Como nascem os Dungas

Por Miguel Enrique Stédile*

As Copas do Mundo são momentos propícios para identificar valores e princípios difundidos pela Indústria Cultural. A cobertura jornalística enfatiza o indivíduo na livre iniciativa – num suposto “dom” que pode emergir a qualquer momento numa decisiva jogada individual – em analogia às promessas do capitalismo: individualmente, há margens para mobilidade e ascensão social. Entretanto, se esta é a regra para o sucesso – vide os casos de Romário em 94 e Ronaldo em 2002 – ela também é para o fracasso, como o inferno midiático que espera por Felipe Mello.

O volante expulso no último jogo viverá o mesmo tratamento sofrido por Dunga. Não este Dunga, o técnico, mas o volante que em 1990 foi responsabilizado pelo futebol burocrático e pouco competitivo da Copa na Itália.

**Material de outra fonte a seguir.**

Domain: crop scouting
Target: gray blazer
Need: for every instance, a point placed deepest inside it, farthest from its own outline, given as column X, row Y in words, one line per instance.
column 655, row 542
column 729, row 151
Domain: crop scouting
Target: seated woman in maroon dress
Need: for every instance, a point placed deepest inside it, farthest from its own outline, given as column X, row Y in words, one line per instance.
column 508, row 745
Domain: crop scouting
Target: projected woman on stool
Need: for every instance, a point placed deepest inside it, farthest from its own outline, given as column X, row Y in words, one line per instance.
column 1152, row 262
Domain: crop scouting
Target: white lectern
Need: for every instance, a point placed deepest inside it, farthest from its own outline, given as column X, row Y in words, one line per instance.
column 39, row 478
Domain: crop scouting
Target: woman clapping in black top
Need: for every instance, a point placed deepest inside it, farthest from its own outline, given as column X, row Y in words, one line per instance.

Ou ainda, como Cerezo em 82, Ronaldo em 98 e Roberto Carlos em 2006. Os três jogadores ainda puderam voltar a receber o tratamento típico da indústria cultural como “histórias de superação”.

Com um estilo medíocre e pouco técnico, Felipe Mello dificilmente terá a mesma sorte. Deverá se juntar ao purgatório aonde foram condenados o goleiro Barbosa e os zagueiros da Copa de 1950, todos negros, responsabilizados pela derrota para o Uruguai em pleno Maracanã.

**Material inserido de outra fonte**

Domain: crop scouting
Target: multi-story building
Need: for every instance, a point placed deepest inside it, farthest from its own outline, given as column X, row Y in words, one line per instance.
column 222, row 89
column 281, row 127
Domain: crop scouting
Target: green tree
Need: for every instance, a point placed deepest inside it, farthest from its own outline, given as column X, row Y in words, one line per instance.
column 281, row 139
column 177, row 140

Para além do que pautam os meios de comunicação, a derrota da seleção brasileira deveria servir como momento de reflexão. Em 50, a derrota em meio ao ufanismo que anunciava nosso suposto pertencimento à civilização branca ocidental pôs em cheque tanto a idéia de que havíamos assimilado os parâmetros da modernidade, quanto a harmônica democracia racial que supostamente nos unia. A idéia da “síndrome de vira-latas”, cunhada por Nelson Rodrigues, explicitava justamente este sentimento de incapacidade em nos unirmos às “melhores nações do mundo”, em termos de desenvolvimento. A busca por culpados negros no episódio escancarava a construção que justificava nossa debilidade pela mistura racial.

Em 1998, a gerência das empresas multinacionais de equipamento esportivo – notadamente a Nike – sob a seleção também foi questionada e apontada como provável responsável pela perda do pentacampeonato. Na época, torcedores recepcionaram a seleção derrotada com símbolos da empresa e a pergunta se esta era a nossa bandeira. Em 2006, perguntávamo-nos se aqueles jogadores que haviam enriquecido tanto no mercado mundial de mão-de-obra futebolística ainda poderiam possuir “patriotismo” necessário ou ganas de conquistar uma Copa do Mundo. O ambiente da concentração dominado pelas empresas patrocinadoras, exigindo treinos-espetáculos, e empresários em negociações individuais também foram apontados como causas da falta de vigor patriótico.

Talvez a reflexão que a derrota de 2010 nos ofereça seja questionarmos o suposto destino de sermos inevitavelmente campeões. Enquanto as seleções de Argentina e Japão, por exemplo, foram recepcionados por milhares de torcedores, mesmo com a derrota, a nossa seleção é recebida com hostilidade. O fracasso da nossa seleção será sempre justificado pela falha individual ou alguma ação externa que nos impediu de cumprir um destino inevitável: a conquista da Copa. Esta idéia – a histórica – busca na identidade nacional acionada pelo futebol e na construção de que somos os melhores do mundo neste esporte (e que talvez só nisso sejamos os melhores, segundo este pressuposto) para impulsionar o consumo desenfreado de TVs e bugigangas a cada Copa. Talvez reconhecer nossa humanidade – e logo, a possibilidade de não vencermos sempre – seja o melhor saldo desta derrota.


* Miguel Enrique Stédile é historiador.